Wednesday, September 2, 2015

Free Will in the Bushes

My college son reports to me that his Modern Mind teacher at his Christian college suggested that God saves a person by freeing his or her will so that he or she can use his or her free will to choose salvation through Jesus Christ. "The teacher said it was like God restored the free will that man had when he was first created before the Fall."

I do not know how well I have understood what my son reported, or how well my son's report matches the teacher’s actual instruction, so I will only respond to what I understood from my son's report. Whether or not it accurately reflects the teacher's position, it is a real position out there in the Christian world, so it is worth discussing.

This sounds to me like a version of particularized prevenient grace, kind of a best of both worlds or a compromise approach.  The Semi-Pelagian doctrine of prevenient grace says that the Fall incapacitates everyone's ability to choose salvation. But God gives to everyone a grace that fixes that incapacity. Now that that problem has been removed, people can use their free will to choose salvation.  Or not.  Some may choose salvation but others refuse to take advantage of the grace provided and remain eternally lost.

This differs from a Reformed view which says that every one is incapacitated, and God gives saving grace to particular people according to his sovereign choice, enabling them--dare I say even causing them--to turn to Christ. None except those who have been enabled by Christ will turn to Christ because "no one can come to me unless it is granted him by the Father” (Jn. 6:65). Additionally, no one who is enabled ultimately refuses Christ, but instead "all the Father gives to me shall come to me" (Jn. 6:37).
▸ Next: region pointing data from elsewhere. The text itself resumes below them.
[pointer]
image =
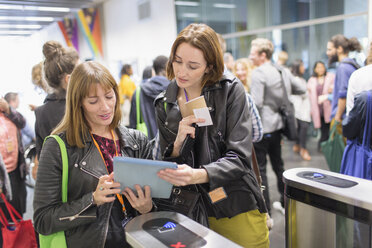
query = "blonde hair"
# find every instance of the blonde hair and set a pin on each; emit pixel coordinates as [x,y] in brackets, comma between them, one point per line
[204,38]
[248,66]
[83,77]
[263,46]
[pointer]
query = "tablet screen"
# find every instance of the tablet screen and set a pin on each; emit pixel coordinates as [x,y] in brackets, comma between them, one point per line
[131,171]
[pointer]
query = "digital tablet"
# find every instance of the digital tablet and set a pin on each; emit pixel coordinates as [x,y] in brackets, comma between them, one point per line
[131,171]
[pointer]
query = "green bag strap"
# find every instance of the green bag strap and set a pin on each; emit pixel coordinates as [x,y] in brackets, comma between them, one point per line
[62,147]
[138,109]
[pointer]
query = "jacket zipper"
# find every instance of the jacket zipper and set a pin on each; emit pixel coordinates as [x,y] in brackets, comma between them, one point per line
[206,135]
[71,218]
[88,172]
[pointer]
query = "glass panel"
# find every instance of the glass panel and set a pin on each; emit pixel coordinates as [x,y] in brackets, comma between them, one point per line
[306,43]
[229,16]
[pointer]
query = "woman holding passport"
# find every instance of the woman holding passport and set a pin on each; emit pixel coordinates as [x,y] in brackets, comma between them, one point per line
[96,211]
[214,150]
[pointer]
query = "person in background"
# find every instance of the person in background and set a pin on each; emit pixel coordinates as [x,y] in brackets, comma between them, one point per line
[229,62]
[11,150]
[320,85]
[219,158]
[149,91]
[96,212]
[359,81]
[147,73]
[58,65]
[301,105]
[38,80]
[267,93]
[126,90]
[282,58]
[27,133]
[242,69]
[338,48]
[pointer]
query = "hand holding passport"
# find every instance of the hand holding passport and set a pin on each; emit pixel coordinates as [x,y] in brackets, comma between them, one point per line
[198,107]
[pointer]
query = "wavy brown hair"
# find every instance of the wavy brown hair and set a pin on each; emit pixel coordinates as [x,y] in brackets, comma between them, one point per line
[83,78]
[204,38]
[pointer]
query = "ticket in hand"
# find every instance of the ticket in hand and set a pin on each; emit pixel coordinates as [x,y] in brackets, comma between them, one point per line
[198,107]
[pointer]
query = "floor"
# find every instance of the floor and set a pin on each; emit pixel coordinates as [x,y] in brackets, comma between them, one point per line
[291,160]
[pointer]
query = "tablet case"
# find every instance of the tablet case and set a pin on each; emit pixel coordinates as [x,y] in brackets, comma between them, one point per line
[131,171]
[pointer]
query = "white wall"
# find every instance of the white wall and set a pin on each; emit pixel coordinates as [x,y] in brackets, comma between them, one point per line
[128,40]
[125,40]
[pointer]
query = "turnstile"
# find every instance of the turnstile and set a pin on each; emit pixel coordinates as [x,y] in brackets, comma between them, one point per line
[169,229]
[327,209]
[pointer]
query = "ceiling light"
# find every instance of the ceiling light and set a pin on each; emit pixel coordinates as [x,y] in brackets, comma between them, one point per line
[27,18]
[52,9]
[21,26]
[186,3]
[25,7]
[224,6]
[15,32]
[190,15]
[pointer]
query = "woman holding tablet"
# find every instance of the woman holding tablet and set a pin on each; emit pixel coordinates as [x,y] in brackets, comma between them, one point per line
[218,161]
[96,212]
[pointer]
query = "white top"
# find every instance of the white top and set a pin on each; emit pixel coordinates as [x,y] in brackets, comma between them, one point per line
[301,103]
[359,81]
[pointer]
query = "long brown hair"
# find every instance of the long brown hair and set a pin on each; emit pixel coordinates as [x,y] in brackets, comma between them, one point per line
[82,79]
[204,38]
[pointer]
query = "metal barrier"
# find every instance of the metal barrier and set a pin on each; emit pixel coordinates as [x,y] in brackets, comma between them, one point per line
[327,209]
[169,229]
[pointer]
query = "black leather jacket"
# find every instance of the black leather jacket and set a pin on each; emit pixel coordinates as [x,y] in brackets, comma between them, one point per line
[84,223]
[223,149]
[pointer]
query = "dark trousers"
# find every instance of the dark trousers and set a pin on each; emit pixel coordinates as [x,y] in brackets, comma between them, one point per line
[270,145]
[302,127]
[324,131]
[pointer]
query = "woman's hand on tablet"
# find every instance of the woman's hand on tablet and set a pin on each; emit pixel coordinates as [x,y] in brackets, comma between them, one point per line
[106,190]
[142,202]
[184,175]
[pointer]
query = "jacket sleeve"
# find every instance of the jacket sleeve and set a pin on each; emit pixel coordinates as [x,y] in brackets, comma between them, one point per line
[235,161]
[351,125]
[50,214]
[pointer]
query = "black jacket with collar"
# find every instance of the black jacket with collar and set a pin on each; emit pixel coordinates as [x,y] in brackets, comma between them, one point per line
[223,149]
[84,223]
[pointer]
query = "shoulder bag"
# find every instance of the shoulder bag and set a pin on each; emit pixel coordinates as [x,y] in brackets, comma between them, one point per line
[58,239]
[357,158]
[286,110]
[141,125]
[18,234]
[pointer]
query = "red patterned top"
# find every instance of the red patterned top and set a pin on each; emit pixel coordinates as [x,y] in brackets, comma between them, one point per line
[108,151]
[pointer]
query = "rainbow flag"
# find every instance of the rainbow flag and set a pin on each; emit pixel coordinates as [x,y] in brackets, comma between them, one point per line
[89,23]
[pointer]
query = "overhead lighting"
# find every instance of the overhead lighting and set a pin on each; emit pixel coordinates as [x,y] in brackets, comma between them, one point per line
[186,3]
[21,26]
[52,9]
[15,32]
[27,18]
[25,7]
[190,15]
[224,5]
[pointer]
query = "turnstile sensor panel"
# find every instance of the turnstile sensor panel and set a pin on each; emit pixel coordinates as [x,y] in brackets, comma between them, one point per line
[173,234]
[326,179]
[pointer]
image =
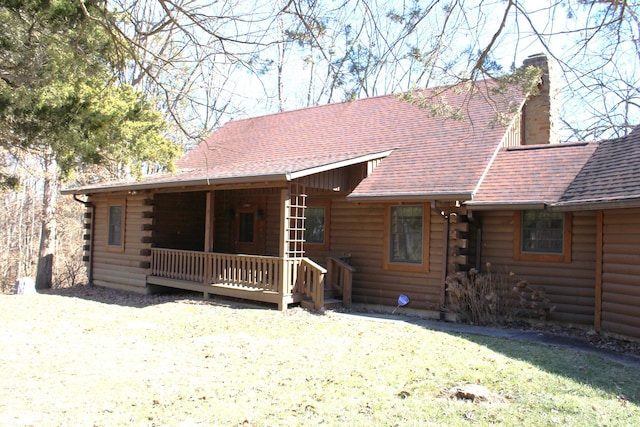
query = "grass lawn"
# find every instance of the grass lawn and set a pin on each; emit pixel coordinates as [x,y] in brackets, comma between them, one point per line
[75,359]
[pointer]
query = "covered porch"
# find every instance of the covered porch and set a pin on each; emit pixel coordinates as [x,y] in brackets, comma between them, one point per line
[253,247]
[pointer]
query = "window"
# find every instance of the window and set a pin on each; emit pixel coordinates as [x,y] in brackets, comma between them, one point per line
[316,233]
[406,238]
[115,239]
[314,225]
[542,235]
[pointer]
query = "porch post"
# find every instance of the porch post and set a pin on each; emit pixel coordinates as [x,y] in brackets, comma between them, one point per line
[209,220]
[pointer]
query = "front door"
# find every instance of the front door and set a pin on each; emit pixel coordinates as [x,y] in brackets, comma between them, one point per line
[248,233]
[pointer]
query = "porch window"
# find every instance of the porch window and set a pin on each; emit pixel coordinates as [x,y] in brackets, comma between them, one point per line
[115,239]
[406,237]
[316,233]
[543,235]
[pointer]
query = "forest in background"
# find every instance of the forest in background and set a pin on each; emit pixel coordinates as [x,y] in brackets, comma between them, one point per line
[93,90]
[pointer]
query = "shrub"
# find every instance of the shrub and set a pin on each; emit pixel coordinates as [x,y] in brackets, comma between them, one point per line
[490,298]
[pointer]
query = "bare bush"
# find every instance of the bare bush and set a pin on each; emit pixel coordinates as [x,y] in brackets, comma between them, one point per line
[490,298]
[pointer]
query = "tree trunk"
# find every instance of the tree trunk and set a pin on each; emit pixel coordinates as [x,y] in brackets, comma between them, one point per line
[44,277]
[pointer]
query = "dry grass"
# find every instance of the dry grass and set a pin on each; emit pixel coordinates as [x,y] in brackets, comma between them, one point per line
[75,359]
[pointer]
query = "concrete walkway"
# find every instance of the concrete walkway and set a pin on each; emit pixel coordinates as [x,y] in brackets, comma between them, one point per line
[569,342]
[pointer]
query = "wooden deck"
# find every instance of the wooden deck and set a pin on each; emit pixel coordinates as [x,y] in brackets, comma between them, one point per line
[275,280]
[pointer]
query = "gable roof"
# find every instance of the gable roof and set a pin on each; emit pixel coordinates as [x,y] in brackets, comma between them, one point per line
[612,174]
[531,176]
[425,155]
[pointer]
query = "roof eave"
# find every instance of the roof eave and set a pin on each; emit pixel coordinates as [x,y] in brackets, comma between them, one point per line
[410,197]
[336,165]
[588,205]
[139,186]
[516,206]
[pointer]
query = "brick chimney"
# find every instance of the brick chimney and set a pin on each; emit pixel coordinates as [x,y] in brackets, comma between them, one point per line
[540,112]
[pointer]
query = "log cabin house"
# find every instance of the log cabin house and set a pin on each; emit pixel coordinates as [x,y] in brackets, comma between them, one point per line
[362,201]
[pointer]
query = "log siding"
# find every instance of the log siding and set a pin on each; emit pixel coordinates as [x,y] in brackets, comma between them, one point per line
[620,299]
[570,286]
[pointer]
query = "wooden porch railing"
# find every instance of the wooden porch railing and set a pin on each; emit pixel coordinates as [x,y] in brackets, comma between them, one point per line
[340,277]
[310,281]
[248,271]
[283,276]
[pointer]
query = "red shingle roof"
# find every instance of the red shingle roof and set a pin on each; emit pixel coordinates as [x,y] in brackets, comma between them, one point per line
[425,155]
[431,154]
[532,175]
[612,174]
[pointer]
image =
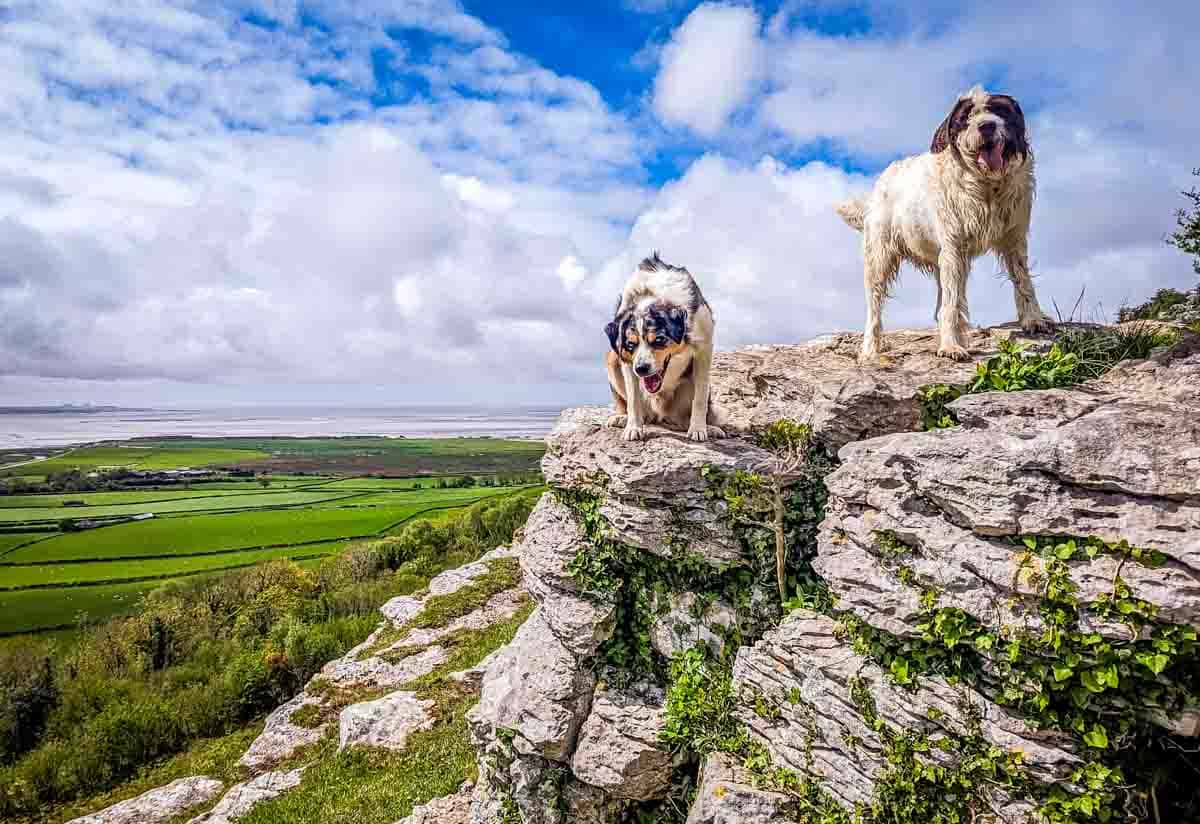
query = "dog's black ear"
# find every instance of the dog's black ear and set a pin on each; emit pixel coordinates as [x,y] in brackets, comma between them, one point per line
[951,126]
[1023,136]
[676,323]
[612,332]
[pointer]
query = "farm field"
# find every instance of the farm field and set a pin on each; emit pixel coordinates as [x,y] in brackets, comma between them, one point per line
[364,456]
[57,500]
[49,577]
[189,504]
[226,533]
[138,457]
[384,483]
[78,575]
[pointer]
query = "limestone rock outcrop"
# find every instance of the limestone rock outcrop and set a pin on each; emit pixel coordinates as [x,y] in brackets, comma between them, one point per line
[159,805]
[909,522]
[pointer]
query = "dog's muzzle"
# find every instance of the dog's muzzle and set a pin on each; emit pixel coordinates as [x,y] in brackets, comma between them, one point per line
[653,383]
[991,155]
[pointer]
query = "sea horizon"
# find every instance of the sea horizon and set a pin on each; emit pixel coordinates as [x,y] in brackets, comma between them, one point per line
[76,423]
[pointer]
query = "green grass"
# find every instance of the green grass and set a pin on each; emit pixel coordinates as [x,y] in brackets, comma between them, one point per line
[28,611]
[57,500]
[217,533]
[430,495]
[359,786]
[141,457]
[216,503]
[214,757]
[384,456]
[11,540]
[382,483]
[107,572]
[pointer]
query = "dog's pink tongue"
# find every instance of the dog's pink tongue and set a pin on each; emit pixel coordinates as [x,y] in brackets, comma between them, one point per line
[994,157]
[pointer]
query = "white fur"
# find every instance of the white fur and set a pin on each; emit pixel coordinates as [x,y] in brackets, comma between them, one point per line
[681,395]
[940,211]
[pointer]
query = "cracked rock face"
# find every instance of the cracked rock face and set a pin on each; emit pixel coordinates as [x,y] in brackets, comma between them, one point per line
[820,383]
[280,738]
[243,798]
[684,625]
[159,805]
[619,749]
[385,722]
[448,810]
[552,540]
[808,673]
[537,689]
[652,492]
[727,795]
[1116,459]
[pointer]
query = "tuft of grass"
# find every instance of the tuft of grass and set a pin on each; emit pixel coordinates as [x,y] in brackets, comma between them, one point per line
[363,785]
[1097,349]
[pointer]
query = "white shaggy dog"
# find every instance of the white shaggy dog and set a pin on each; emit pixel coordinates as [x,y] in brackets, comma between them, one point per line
[971,193]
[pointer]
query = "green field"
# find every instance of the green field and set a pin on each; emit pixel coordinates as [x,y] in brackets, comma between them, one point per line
[11,540]
[29,609]
[125,497]
[222,533]
[382,483]
[73,575]
[139,457]
[191,504]
[47,578]
[365,456]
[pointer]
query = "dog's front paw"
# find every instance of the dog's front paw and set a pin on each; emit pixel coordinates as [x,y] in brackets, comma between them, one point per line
[954,352]
[703,433]
[1037,323]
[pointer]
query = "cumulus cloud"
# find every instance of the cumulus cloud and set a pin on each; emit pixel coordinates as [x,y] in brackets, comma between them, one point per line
[709,67]
[235,194]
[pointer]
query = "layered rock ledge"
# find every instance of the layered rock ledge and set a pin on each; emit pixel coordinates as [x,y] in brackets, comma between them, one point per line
[646,551]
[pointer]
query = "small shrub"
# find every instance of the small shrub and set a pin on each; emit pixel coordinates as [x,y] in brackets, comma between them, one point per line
[701,704]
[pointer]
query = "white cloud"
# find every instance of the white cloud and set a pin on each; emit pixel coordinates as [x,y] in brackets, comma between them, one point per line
[189,198]
[570,271]
[709,67]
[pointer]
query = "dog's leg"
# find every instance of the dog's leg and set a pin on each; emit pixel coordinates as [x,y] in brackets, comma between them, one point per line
[879,270]
[635,426]
[1017,264]
[699,427]
[952,316]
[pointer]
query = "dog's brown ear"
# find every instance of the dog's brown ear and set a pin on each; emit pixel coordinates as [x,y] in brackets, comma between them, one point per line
[951,126]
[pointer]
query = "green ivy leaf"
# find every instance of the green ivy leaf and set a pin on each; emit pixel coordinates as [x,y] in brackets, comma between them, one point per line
[1098,738]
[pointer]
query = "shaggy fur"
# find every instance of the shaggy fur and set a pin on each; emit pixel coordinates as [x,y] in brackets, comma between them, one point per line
[970,194]
[661,341]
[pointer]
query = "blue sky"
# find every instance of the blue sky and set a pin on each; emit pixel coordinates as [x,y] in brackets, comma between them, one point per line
[405,200]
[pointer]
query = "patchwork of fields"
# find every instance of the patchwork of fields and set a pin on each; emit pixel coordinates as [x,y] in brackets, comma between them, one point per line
[51,571]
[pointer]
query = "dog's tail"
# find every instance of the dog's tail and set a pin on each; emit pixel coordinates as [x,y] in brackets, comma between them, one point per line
[853,212]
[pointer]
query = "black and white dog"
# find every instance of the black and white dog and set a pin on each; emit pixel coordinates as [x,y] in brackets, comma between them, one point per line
[661,354]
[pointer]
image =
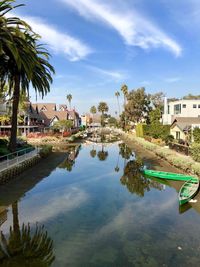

What I understood my son to be reporting was that the work of the Holy Spirit, though it may be given only to particular people, simply returns people to either a neutral or repristinated state (the original condition before the Fall), from which they then make a free will choice for Christ. Whatever happens to us in this process at least removes whatever was keeping us from turning to Christ, and so we choose Christ of our own accord.

This smells of a frequent problem in theology. We affirm all the right things up until the hard points, and then we cave. For some reason (anyone want to guess?) human beings are compelled to preserve some right of place and position for free will in the salvation process. The bogey of free will is the darling of Arminianism that always seeks to find its nook and cranny in everyone's theology. And it will continue to do so unless and until the theologues are willing to say God is the absolute, supreme, sovereign creator, and we are only as free and as limited as God wants us to be.

Whatever free will may be, it cannot hold God's sovereignty hostage to man's will. If it did, God would not be God. Free will is a tough subject, and even Reformed theologians disagree on how to work it into their theology. They do not tend to deny it at least. But what is common among the Reformed is to affirm that at no point does man's free will have any capacity to frustrate the will of God. However one defines or uses free will in one's theology, it is important to do so in a way that does not have that familiar idolatrous air that encroaches too boldly upon God’s sovereign free will to do his good pleasure, even with the souls of men. Free will that must exist in a system simply for free will’s sake is idolatrous. For man to maintain the proper place for free will in his theology, he must first be willing to give it up completely to God’s sovereignty. I suspect that if a person were truly willing to sacrifice it, God would reveal its proper place over in the bushes.

Now back to the classroom—

Remember that the will of man before the Fall may have been sinless, but it was not immutable (unchangeable). It was in fact very mutable (changeable), as evidenced by the fact of the Fall. So to return someone to the original condition in the garden would have only returned them to a mutable state, which is hardly a position that requires that they come to Christ. If they are returned to an original state, then they would only return to the original state from which Adam and Eve rejected God in the first place.

And remember that Adam and Eve had the advantage of pristine goodness. No Christian has that, because no Christian will be rid of his remaining sin until glory. How does bringing someone to a mutable state of imperfection fix the problem that inevitably comes from throwing the salvation-decision back to man’s disadvantaged free will? It would not create a necessary choice of salvation, would it? It still allows room for free will to frustrate the plan of God regarding a person’s salvation, right? Unfortunately, remaining sin causes Christians to turn against Christ's will all the time, at least for a time. How is this partial, mutable, and imperfect repristinization sufficient to—in this moment only--guarantee a free will choice of Christ’s will and way?

So God’s returning someone to an imperfect mutable condition from which to make a free will choice does not reflect the force that Christ expresses when he says, without equivocation, that “All that the Father gives to me will come to me.”

It sounds to me like the work of God goes much farther than simply wiping the slate semi-clean so that a man can try again and get it right this time. Or get it wrong again. It’s his choice after all. Right Adam?

BTW, I am very happy that my son is being asked to continue to think through these things after he has left the home. I am grateful to the professor for providing the diving board and pool for lots of fantastic, theological and philosophical exercise. I am sure he brings up a lot of ideas and suggestions for discussion that he either does not agree with or cannot fully elaborate on. Looking forward to many more great discussions with my son.